You can merge ML and theory in at least one way. I attended a talk by Prof. Karen Willcox of the University of Texas at Austin (I'm a PhD student in mechanical engineering there) where she argued that in fluid dynamics and combustion at least, it's better to use "model order reduction" instead of machine learning. The problem with many models (e.g., Navier-Stokes equations) in these fields is that they are computationally expensive. Model order reduction looks for ways to reduce the computational cost of the model while maintaining accuracy, and it uses many of the same techniques as machine learning. Based on the examples she gave it seemed to be the closest thing I've seen to merge the two.
> For now, however, in hard-core physical science at least, there is little evidence of any major BD-driven breakthrough
> Yet, this is precisely what is advocated in the less theoretically grounded disciplines of biology and medicine, let alone social sciences and economics. The oft-repeated mantra of the life sciences, as the pursuit of ‘hypothesis driven research’, has been cast aside in favour of large data collection activities
The thing is, I've just spent two years working for molecular neurobiologists in the field of Single Cell RNA Sequencing, and large data collection has definitely lead through tons of breakthroughs there.
We can now classify cell types based on gene activation, on top of the previously existing morphology and location the cells are found. That can then be used to discover new subtypes, the origins of cells during embryonic development, and even predict which cells will evolve into others[0][1][2][3]. All of this requires vast amounts of data to ensure there is enough statistical power. In fact, the insistence on using unbiased samples before applying clustering algorithms is a big part of overcoming biases based on pre-existing expectations.

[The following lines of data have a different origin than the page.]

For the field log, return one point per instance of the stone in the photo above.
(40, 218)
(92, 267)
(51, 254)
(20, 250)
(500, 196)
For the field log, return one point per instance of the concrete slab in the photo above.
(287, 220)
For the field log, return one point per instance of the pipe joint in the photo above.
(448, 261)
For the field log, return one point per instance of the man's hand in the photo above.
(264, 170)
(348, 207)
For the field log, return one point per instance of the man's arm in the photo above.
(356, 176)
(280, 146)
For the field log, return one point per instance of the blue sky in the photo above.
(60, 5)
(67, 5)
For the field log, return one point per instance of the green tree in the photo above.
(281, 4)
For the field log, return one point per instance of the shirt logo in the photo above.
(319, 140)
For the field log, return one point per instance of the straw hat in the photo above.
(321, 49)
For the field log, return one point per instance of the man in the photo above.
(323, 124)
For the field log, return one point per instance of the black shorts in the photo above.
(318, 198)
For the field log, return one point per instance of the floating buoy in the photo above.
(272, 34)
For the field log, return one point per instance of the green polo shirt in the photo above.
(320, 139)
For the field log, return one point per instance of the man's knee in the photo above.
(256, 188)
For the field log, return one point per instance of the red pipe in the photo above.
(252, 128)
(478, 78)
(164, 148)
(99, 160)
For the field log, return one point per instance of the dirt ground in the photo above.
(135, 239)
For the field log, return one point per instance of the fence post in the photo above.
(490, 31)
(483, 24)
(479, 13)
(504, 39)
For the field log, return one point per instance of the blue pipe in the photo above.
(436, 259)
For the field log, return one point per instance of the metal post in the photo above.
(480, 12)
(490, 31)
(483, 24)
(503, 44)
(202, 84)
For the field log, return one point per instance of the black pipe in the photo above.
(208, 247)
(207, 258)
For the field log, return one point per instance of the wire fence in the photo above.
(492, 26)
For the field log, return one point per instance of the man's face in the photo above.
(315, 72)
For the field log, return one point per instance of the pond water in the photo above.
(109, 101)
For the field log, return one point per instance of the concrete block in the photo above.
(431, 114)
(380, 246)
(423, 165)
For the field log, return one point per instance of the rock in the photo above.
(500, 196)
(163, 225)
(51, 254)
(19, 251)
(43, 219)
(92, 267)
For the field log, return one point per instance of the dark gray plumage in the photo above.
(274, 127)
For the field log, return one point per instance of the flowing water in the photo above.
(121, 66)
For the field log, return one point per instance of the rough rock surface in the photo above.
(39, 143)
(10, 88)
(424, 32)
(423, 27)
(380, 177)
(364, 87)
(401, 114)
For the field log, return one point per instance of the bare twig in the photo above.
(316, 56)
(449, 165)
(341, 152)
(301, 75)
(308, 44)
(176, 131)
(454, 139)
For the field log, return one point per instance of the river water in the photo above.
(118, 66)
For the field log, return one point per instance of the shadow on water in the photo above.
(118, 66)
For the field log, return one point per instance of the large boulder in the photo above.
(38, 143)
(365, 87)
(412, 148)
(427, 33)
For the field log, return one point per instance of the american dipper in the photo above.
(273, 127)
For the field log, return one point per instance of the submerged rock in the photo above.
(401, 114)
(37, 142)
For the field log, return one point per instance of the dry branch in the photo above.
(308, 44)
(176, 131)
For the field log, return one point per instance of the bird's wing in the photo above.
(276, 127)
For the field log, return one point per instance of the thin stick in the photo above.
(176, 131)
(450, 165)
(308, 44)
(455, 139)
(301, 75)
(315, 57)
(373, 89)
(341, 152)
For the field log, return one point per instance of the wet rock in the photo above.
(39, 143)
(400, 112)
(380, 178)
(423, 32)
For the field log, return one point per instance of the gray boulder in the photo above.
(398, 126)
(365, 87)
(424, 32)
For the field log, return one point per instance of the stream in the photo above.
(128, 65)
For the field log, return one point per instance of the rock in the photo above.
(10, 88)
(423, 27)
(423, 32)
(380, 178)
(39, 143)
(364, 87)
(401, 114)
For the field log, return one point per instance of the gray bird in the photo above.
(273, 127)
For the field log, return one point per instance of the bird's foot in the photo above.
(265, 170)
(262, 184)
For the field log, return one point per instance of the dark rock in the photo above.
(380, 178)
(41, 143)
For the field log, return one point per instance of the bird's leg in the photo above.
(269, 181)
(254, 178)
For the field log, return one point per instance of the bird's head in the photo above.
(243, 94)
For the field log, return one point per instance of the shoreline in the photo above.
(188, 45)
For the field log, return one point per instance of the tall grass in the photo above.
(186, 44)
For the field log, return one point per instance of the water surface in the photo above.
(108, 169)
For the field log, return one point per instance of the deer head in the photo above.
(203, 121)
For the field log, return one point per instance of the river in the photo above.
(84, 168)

(Also, may I request that you edit your comment and break up that block of text into sub-paragraphs, for the sake of readability?)
> And, if the best minds are employed in large corporations to work out how to persuade people to click on online advertisements instead of cracking hard-core science problems, not much can be expected to change in the years to come.
The lack of a guiding theory has been something I've talked about with regard to big data and ML in general. This said, if you look closely at the math behind ML, it looks, not to surprisingly, like statistical mechanics.
So if we take some of the thought processes behind Stat Mech (or S&M as we used to call it in grad school), and you kinda squint your eyes hard to blur the less robust discussions you read about, you get the sense that ML is more about the "thermodynamics of information" than anything else.
I find this intriguing and definitely want to spend more time on this stuff.